Samir Chopra

The Tiger of my youth

We all like making XIs. World XIs, Entertainers' XI, Left-Handed Stonewallers' XI, Englishmen Who Disdain The Royalty XI (okay, scratch the last one)

Samir Chopra
Samir Chopra
25-Feb-2013
Mansur Ali Khan Pataudi has a net session, April 25, 1967

Tiger Pataudi, a man who had come to personify panache, courage and cricketing nous in equal measure  •  PA Photos

We all like making XIs. World XIs, Entertainers' XI, Left-Handed Stonewallers' XI, Englishmen Who Disdain The Royalty XI (okay, scratch the last one). Here is an XI that is among the most important in my cricket 'career': those cricketers whose presence in some dimly perceived consciousness in my childhood became the basis of a romantic affiliation with the game. I heard and read about them before I saw their images, whether electronic or photographic. Some of them I never saw perform live at a stadium. But they have left a deeper imprint than many I have seen perform hundreds of times on television. In this case, the vivacity of a child's imagination far outstrips the not inconsiderable workings of the modern media machine.
It comprises three players from the West Indies (Andy Roberts, Viv Richards, Clive Lloyd), one from England (Tony Greig), three from Australia (Greg Chappell, Dennis Lillee, Jeff Thomson) and five from India (Sunil Gavaskar, Bishen Bedi, Bhagwat Chandrasekhar, Gundappa Viswanath, and Mansur Ali Khan Pataudi).
I have often wondered where I first heard of Pataudi (I never thought of him as Mansur Ali Khan, just Pataudi, or Tiger, or Nawab). Perhaps my uncle was unhappy about his dropping for the 1971 season, and vented in front of a four-year-old; perhaps my father rejoiced at his return for the 1974-75 series against West Indies and let his son know in no uncertain terms that justice had finally been served. No matter. For this Tiger burned bright in my imagination once his legend had taken hold firmly, once and for all.
By the time I seriously started paying attention to Test cricket (in the 1976-77 series against the touring MCC XI) Pataudi was gone from the cricket field.
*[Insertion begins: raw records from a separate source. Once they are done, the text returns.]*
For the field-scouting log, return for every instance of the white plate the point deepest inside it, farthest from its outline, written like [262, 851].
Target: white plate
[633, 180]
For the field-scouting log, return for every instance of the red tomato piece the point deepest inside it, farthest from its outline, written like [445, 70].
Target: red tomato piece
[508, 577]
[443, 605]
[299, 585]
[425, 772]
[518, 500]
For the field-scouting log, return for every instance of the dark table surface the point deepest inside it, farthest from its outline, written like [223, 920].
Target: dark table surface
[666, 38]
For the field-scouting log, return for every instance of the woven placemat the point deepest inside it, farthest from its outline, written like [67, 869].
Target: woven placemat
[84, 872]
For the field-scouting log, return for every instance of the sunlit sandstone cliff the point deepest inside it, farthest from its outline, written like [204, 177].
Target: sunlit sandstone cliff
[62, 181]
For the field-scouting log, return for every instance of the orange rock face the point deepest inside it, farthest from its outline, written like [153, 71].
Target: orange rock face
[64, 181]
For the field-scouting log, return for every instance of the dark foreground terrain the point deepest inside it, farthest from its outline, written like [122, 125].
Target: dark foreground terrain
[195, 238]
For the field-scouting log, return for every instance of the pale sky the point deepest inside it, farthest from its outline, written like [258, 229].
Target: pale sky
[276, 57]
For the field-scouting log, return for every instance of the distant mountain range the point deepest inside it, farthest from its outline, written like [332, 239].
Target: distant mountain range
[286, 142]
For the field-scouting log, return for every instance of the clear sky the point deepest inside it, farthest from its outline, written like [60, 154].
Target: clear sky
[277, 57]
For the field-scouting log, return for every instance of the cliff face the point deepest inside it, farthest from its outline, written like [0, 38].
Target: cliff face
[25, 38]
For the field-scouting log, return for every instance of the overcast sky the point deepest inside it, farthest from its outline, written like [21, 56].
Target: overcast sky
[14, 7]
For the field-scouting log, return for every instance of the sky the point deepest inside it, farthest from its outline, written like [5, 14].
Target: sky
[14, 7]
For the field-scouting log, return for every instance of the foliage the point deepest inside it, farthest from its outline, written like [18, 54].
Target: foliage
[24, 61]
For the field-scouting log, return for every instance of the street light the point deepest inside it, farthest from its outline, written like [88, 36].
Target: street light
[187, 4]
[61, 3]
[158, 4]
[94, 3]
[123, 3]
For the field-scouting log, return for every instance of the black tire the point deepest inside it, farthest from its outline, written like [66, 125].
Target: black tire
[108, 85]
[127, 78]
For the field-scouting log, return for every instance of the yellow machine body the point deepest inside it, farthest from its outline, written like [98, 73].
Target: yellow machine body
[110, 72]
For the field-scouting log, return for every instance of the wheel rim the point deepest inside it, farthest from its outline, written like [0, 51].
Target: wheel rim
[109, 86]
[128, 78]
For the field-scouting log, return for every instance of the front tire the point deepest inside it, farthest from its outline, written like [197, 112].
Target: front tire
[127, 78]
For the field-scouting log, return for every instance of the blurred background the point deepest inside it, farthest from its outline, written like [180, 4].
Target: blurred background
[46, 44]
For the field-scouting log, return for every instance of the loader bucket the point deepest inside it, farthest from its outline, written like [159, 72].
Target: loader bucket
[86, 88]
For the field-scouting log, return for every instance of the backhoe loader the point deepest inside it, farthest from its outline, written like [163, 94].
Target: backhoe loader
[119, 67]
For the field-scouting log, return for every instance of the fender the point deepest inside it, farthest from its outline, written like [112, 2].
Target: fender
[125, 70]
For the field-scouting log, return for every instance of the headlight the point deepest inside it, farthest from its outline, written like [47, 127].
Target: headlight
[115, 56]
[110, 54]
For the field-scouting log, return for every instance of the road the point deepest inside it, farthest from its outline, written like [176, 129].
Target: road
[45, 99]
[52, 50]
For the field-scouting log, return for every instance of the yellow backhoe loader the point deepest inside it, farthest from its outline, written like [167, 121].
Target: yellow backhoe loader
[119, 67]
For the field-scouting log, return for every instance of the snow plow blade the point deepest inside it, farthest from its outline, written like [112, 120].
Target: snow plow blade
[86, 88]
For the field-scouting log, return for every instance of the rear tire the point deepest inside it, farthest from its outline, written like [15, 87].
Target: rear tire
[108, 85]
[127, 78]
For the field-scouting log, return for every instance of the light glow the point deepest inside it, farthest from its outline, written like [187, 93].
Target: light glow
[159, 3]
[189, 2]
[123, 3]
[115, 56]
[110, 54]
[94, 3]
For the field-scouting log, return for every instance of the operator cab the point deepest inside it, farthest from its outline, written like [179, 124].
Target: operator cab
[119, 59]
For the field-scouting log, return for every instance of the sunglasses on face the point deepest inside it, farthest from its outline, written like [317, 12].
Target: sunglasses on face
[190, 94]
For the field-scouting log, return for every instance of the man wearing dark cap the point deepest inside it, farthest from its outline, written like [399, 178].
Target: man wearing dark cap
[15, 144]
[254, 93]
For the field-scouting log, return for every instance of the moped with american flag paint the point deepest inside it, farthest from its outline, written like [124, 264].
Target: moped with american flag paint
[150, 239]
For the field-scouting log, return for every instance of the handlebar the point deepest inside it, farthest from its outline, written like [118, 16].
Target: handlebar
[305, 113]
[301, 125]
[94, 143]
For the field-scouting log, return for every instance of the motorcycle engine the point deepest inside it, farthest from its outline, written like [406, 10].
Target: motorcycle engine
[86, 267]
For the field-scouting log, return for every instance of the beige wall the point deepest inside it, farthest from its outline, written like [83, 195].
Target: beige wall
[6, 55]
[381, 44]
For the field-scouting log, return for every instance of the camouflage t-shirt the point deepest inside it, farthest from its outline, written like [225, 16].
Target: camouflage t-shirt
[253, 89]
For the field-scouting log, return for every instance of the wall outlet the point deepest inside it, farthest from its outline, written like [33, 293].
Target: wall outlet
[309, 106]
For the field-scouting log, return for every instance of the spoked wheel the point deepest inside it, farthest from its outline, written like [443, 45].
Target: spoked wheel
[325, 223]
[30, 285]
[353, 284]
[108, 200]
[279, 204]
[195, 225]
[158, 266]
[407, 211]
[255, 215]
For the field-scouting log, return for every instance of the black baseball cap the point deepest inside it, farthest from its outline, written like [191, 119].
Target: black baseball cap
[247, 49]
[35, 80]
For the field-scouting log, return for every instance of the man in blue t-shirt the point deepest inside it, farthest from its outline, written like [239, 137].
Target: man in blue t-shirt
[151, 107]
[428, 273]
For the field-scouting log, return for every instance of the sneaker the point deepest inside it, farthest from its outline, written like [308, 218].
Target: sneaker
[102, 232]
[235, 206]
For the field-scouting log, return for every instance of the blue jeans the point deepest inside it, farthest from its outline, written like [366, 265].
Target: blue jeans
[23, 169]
But if cricket seemed glamorous and dashing, and promised relief from the mundane details of school homework and parental discipline, it was because it was, in part, associated with a man who in my mind had come to personify panache, courage and cricketing nous in equal measure (it didn't hurt that he was married to a beautiful, serene actress).
The Nawab's larger-than-life presence prompted me to learn all I could about the man and the now-familiar legend (recounted eloquently by many over the years and recapped in the past couple of days by those who knew him better than I): the handsome, regal, Cyclopean batsman and captain who steered Indian cricket through the tricky waters of the sixties and began the transformation of an overly-defensive self-effacing bunch into a team that developed its own distinctive bag of tricks, one capable of occasionally upending the world's best.
Years later, Pataudi would re-enter my cricket world as the editor of my favourite Indian sports magazine, and then as a commentator. I grew to yearn for his presence in the commentary box, for the dry wit that soaked up the ludicrous hyperbole masquerading as informed comment.
One of my favourite Tiger moments came during the 1984 Test against England in Delhi. On the first day, India reached 129 for 3 before Sandeep Patil decided to have a go at Phil Edmonds, attempting to clear midwicket with an almighty swipe. Patil merely skied the ball and Pat Pocock ran in to complete a straightforward catch, tumbling, perhaps out of sheer uncoordinated clumsiness, to the ground as he caught the ball.
The commentator then on duty with the Nawab, besides himself with excitement at the fall of a wicket on his watch, blurted out, "And Pocock has taken a spectacular catch to dismiss Patil". After a brief pause, Pataudi spoke, "That was a rather simple catch". Undeterred, our determined-to-be-dramatic gentleman spoke again, "It was made difficult because the sun was in Pocock's eyes". There was yet another brief pause, and then the Tiger spoke again, "The sun was behind him". Silence ensued, perhaps only broken by my loud chuckling back home.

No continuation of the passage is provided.